Catharina se apresenta como uma mulher africana, de nação Mina, católica, inserida nos padrões da sociedade vigente do final do século XIX, mas com bens, razão pela qual houve a produção do testamento. A narrativa existente é de que ela trabalhou como quituteira desde muito jovem nas ruas de São Luís do Maranhão. Desse comércio urbano, juntou pecúlio para a compra de sua alforria e conseguiu, ao longo do tempo, adquirir alguma riqueza.
Catharina declarou também ser solteira e “sem herdeiro algum necessário, sendo-me, portanto, livre dispor de todos os bens que possuo”. Seguindo a leitura do documento disponível no APTJMA, verifica-se que ela foi mãe e que seu rebento havia falecido. As declarações do testamento, além de revelarem sua vivência na maternidade, estabelecem o desejo de conectarse com seu descendente, pois orientam para que seu corpo fosse enterrado “em catacumba e que findo o prazo de três anos, sejam os meus restos mortais trasladados para o jazido que tenho na igreja de Santo Antônio desta cidade, onde estão os do meu filho Pedro”.
Catharina solicitava um enterro simples e discreto: “[…] quero que o meu enterro e sufrágios se façam a vontade de meus testamenteiros, todavia lhes recomendo que sejam com decência, mas sem pompa, e que no sétimo dia do meu falecimento quero que se diga por minha alma, se distribua a quantia de cinquenta mil reis (50$000) em esmolas e quinhentos reis pelos pobres que comparecerem…”. Catharina não deixou de registrar sua estreita relação com a Igreja Católica e anunciou a distribuição de “esmolas” aos pobres, praticando a caridade, conforme os princípios cristãos. Também conferiu a “plena liberdade a todos os meus escravos sem condição alguma servindo-lhes esta verba de título”.

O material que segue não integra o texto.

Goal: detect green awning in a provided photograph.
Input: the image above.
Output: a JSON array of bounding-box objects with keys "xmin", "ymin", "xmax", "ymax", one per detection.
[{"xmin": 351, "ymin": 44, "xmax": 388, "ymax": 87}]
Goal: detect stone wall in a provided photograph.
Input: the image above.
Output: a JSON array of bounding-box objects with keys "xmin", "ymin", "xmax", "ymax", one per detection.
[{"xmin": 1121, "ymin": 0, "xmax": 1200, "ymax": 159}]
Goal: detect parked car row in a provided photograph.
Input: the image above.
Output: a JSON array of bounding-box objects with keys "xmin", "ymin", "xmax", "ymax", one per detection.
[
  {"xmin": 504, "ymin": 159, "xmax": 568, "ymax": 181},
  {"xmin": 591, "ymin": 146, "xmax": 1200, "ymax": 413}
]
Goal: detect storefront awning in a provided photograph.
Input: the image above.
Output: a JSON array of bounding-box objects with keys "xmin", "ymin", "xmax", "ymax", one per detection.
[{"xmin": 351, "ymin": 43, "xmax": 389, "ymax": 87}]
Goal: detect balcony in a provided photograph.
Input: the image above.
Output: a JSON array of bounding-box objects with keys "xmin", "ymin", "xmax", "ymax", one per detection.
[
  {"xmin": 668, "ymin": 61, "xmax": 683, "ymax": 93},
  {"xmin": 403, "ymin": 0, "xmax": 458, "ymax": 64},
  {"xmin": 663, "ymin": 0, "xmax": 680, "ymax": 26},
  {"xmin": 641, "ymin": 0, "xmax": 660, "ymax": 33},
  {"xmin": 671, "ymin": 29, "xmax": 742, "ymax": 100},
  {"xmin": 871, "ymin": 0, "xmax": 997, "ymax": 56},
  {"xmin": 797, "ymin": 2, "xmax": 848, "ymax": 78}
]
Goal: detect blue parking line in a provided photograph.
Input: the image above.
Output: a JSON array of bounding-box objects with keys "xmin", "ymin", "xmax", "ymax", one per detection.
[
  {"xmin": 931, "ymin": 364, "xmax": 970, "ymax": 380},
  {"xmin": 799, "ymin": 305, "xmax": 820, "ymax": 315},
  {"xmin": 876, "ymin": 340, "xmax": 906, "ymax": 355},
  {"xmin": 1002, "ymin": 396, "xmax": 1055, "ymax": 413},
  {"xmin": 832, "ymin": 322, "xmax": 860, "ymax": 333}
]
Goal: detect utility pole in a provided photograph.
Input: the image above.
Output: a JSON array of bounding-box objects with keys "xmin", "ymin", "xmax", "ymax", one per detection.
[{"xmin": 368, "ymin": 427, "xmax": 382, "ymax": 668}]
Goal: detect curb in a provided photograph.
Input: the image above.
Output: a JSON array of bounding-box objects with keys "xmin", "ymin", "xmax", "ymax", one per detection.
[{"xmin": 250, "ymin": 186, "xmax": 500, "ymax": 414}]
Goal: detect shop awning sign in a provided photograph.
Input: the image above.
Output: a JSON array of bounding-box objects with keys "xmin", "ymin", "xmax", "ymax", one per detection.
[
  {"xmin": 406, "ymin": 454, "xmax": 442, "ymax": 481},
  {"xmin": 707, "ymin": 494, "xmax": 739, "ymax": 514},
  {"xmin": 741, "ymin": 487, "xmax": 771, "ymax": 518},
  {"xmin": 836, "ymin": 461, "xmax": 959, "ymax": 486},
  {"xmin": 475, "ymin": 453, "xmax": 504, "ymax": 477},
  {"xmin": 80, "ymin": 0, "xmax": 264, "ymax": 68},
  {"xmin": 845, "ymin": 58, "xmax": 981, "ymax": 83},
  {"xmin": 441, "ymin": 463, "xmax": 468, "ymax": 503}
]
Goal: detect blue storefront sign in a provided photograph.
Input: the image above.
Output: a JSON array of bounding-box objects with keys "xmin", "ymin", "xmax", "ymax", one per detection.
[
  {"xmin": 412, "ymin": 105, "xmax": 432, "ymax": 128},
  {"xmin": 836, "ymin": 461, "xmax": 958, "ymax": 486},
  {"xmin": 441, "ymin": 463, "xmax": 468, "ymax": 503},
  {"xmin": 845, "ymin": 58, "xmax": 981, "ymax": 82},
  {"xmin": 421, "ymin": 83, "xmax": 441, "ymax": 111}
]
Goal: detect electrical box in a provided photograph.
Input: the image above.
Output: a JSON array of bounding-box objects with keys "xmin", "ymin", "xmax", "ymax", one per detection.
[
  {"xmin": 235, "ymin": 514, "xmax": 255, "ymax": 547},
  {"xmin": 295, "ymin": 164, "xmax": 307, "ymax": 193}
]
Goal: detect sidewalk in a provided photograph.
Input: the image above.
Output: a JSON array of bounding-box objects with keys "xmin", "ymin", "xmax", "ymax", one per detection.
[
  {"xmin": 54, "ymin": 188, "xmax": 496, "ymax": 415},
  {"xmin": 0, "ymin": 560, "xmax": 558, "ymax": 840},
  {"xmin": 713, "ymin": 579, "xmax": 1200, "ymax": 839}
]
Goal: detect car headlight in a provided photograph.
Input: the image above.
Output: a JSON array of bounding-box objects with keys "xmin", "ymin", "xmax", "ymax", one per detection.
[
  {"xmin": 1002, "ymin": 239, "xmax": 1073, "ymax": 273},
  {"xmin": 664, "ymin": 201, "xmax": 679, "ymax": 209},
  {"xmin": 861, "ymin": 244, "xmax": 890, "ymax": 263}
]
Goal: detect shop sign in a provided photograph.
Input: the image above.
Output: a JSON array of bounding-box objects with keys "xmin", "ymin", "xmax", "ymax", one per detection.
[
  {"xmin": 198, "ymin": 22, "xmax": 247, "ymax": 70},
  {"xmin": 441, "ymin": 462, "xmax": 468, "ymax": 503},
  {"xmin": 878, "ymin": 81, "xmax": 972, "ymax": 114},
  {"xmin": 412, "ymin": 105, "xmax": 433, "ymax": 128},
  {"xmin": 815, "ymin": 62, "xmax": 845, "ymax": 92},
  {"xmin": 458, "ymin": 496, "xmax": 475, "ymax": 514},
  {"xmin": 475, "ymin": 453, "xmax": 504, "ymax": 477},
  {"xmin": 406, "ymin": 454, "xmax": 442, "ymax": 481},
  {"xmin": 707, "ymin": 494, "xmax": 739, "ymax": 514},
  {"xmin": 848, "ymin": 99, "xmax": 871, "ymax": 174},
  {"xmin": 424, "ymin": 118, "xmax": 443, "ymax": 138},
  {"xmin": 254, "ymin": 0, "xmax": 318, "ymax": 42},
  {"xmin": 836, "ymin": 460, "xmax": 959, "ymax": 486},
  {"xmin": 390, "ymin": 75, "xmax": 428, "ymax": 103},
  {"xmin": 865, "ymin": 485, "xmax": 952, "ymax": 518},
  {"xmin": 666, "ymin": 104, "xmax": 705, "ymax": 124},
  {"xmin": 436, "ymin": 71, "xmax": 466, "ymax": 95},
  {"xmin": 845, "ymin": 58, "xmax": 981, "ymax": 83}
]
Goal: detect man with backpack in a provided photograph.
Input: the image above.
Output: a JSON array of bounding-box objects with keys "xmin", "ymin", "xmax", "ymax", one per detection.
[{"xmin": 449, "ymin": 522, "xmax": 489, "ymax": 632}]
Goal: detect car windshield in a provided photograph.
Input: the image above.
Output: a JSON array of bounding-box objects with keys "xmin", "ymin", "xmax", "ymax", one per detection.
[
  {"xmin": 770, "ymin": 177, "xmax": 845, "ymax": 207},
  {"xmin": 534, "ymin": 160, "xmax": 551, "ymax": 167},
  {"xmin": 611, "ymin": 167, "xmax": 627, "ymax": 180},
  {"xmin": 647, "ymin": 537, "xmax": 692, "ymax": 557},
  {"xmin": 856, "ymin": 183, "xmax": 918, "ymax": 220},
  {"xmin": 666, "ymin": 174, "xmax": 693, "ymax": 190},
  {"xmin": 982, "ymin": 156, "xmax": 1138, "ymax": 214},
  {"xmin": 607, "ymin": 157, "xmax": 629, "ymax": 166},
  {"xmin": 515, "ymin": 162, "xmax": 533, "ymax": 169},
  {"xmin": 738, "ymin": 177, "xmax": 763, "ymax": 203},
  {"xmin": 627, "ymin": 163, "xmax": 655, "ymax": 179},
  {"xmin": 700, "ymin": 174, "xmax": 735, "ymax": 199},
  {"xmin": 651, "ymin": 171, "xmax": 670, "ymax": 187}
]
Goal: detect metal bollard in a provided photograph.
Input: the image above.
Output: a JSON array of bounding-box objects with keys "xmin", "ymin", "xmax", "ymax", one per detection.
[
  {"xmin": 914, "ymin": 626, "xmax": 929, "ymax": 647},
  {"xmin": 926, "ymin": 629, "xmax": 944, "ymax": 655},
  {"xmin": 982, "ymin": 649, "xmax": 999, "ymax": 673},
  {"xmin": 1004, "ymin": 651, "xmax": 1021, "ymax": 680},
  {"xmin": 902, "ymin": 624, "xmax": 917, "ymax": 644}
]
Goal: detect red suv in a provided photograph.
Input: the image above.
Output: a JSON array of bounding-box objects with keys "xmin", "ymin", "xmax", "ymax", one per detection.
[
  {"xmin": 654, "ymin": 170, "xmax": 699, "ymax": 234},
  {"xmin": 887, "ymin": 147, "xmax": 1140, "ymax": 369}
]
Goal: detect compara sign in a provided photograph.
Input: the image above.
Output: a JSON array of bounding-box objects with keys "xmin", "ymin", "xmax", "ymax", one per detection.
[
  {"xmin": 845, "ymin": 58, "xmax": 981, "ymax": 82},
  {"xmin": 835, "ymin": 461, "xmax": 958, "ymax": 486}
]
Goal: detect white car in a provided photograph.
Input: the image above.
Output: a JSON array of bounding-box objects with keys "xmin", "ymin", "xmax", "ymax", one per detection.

Com relação aos seus herdeiros e herdeiras, ela disse ter como afilhada “Dona Esmeralda Jaufret, filha do Doutor José Ricardo Jaufret, falecido” e “Meu afilhado Doutor Alfredo Rapozo Barradas, filho do Doutor Desembargador Joaquim da Costa Barradas”. Esses afilhados, pessoas brancas e abastadas, faziam parte das redes de sociabilidade e amizade de Catharina Mina. Ademais, além desses, outros, como amigos e pessoas escravizadas sob sua posse, foram beneficiados com os bens obtidos por seu trabalho como pequena comerciante nas ruas são-luisenses.

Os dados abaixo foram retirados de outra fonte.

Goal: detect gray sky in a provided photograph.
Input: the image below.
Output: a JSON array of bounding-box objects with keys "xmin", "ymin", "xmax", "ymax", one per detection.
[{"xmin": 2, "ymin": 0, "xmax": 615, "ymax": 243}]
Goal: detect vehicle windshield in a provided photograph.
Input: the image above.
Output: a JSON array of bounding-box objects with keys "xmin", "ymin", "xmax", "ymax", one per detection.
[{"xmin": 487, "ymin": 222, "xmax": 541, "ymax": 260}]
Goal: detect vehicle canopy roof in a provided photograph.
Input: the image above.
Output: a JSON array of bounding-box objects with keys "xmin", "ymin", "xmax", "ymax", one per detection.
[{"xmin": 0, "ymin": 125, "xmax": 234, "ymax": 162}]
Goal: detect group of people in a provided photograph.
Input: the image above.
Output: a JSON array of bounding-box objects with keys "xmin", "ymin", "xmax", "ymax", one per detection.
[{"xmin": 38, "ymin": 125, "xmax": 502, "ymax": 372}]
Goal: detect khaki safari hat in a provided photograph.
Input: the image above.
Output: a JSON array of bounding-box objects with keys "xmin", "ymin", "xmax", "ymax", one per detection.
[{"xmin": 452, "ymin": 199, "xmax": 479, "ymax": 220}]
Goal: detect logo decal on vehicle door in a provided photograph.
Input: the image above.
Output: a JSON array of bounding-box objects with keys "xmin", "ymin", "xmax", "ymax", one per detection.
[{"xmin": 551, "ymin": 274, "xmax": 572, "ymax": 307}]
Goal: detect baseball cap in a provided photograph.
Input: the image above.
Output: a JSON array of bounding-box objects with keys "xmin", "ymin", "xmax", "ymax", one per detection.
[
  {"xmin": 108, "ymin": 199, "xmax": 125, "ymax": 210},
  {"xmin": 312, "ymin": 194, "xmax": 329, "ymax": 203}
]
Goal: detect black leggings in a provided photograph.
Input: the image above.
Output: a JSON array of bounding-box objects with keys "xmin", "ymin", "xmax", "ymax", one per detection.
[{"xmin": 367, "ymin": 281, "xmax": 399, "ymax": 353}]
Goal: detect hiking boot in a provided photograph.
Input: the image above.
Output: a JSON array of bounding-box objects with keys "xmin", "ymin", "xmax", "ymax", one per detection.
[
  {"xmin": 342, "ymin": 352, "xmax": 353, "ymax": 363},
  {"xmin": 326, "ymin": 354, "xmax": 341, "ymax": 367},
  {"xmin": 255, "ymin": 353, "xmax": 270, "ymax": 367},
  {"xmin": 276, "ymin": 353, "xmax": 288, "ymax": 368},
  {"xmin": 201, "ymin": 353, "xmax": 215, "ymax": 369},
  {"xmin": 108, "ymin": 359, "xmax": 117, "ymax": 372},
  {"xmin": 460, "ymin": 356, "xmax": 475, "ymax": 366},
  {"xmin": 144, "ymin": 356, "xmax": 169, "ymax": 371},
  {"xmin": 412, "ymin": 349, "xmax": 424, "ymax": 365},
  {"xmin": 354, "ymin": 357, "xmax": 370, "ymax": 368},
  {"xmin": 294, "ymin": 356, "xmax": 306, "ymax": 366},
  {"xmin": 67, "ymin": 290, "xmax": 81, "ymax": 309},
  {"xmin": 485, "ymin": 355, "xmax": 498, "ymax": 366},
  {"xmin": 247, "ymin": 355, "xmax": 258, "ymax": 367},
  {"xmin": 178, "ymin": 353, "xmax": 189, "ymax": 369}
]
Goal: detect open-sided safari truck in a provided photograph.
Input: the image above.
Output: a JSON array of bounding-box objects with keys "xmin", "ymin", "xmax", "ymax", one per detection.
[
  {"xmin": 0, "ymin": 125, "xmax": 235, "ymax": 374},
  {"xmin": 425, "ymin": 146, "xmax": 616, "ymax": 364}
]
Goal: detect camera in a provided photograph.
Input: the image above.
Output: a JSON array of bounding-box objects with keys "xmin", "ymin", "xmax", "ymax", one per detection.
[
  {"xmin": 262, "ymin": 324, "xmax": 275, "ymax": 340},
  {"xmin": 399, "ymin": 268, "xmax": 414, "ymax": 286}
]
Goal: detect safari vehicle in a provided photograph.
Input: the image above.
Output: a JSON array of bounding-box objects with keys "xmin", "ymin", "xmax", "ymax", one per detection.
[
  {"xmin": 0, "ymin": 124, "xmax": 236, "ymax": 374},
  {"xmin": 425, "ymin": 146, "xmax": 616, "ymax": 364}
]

Com a análise do testamento de Catharina Mina, compreende-se sua importância na memória da cidade de São Luís, sobretudo por se tratar de uma mulher negra que viveu nos espaços urbanos da capital maranhense em tempos de escravidão, no século XIX, um período marcado por adversidades sociais: pelo racismo, sexismo e discriminações de toda a ordem. Ademais, a história e a memória de Catharina Mina nos faz perceber a dimensão que muitos homens negros e mulheres negras, trabalhadores e trabalhadoras nas mais diversas condições jurídicas, tinham de articulação e, de certa forma, domínio no sentido de conhecimento da dinâmica histórica, cultural e social das cidades escravistas brasileiras.

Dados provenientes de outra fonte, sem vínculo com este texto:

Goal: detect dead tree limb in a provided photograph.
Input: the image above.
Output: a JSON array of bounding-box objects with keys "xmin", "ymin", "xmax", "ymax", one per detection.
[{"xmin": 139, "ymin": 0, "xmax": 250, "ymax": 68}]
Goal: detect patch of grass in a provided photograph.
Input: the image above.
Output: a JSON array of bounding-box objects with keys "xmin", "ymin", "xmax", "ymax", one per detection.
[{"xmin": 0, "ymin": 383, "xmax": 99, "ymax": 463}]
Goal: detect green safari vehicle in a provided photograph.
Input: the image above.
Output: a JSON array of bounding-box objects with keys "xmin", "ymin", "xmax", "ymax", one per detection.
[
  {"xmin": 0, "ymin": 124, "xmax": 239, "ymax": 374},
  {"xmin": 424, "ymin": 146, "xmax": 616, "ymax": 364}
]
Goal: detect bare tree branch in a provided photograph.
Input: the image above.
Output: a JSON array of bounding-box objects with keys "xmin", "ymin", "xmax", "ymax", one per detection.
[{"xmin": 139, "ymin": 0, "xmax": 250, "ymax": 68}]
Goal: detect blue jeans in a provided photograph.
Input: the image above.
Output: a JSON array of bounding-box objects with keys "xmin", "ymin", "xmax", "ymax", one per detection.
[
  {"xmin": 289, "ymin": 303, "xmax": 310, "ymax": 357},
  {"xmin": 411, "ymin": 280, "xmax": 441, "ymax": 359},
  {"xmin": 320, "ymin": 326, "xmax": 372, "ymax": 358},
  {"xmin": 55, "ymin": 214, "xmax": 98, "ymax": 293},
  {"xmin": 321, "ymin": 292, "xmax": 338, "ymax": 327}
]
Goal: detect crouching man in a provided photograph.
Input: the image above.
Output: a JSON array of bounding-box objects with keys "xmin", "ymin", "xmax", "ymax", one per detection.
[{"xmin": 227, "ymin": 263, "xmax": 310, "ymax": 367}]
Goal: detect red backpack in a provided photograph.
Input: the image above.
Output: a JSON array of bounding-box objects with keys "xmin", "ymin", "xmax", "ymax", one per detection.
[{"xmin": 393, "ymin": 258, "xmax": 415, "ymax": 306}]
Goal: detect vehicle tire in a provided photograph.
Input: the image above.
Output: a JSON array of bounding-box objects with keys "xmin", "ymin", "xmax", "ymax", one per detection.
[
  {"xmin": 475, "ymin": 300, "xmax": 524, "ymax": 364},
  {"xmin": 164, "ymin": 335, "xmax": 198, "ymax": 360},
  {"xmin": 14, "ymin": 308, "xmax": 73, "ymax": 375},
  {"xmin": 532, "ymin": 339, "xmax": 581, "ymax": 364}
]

Enfim, Catharina Mina ultrapassou alguns limites do escravismo, contrariando o pensamento e a cultura da passividade feminina. Nas muitas dinâmicas desses mundos urbanos escravistas nas Américas, mulheres como Catharina Mina abriram brechas e fortaleceram laços a partir de suas vivências socioculturais como trabalhadoras, escravizadas e libertas, nos espaços públicos da cidade, fazendo história e tornando-se referência em uma memória de resistência e luta para as gerações futuras. Nesses espaços, elas fincaram presenças e (re)invenções culturais que atravessaram o tempo. No caso de Catharina Mina, sua trajetória como exescravizada continua sendo relembrada em São Luís, inclusive em decorrência de sua resistência e coragem, fatores que a mantêm viva na memória cotidiana da capital maranhense no século XXI.